Demetrius DUMM, Praying the Scriptures. Washington, D.C: Institute of Carmelite Studies Publications, 2003. pp. 290. $13.95 pb. ISBN 0-935216-30-8.
Reviewed by Raymond STUDZINSKI, OSB, The Catholic University of America, Washington, DC 20064

Demetrius Dumm is a New Testament scholar who in addition to teaching in a seminary context for many years has given many retreats and workshops. This work represents his effort to introduce a larger audience to the many ways that the Scriptures can be prayed and can nurture prayer.

Starting with the Scriptures as a record of the events of salvation history, the great deeds which God has done, Dumm shows how these writings elicit a response of celebration and thanksgiving from readers or listeners.

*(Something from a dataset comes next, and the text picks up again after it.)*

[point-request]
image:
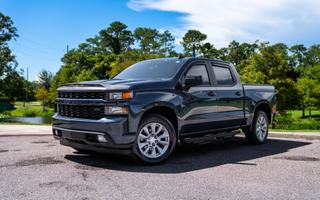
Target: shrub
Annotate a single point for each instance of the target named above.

He notes how the liturgy of the Eucharist serves as a paradigm of prayer inasmuch as it is the communal setting where this record is read and the great deeds are recalled and re-experienced and the community gives thanks. The Eucharist stands as a model of a full response to God's saving deeds.

Likewise Jesus, himself word and event, comes in the Scriptures as a model of how to pray. He embodies the attitudes that should characterize the Christian who prays. He fully experiences the great deeds of God in his own life. He does not hesitate to ask for help, to praise and thank, to trust in God who will see him through all difficulties. Dumm observes how an overemphasis on the divinity of Christ has obscured how the prayers of Jesus can serve as models for the praying of believers today.

Dumm also notes how praying the Scriptures is fully realized in the ancient practice of lectio divina, the prayerful reading of the Scriptures developed in the early Church and continued in the monastic movement. Dumm observes: "Lectio divina implies an unhurried, attentive reading of the text, which is not concerned primarily about learning something but that seeks to enter into a personal and experiential relationship with Jesus" (125).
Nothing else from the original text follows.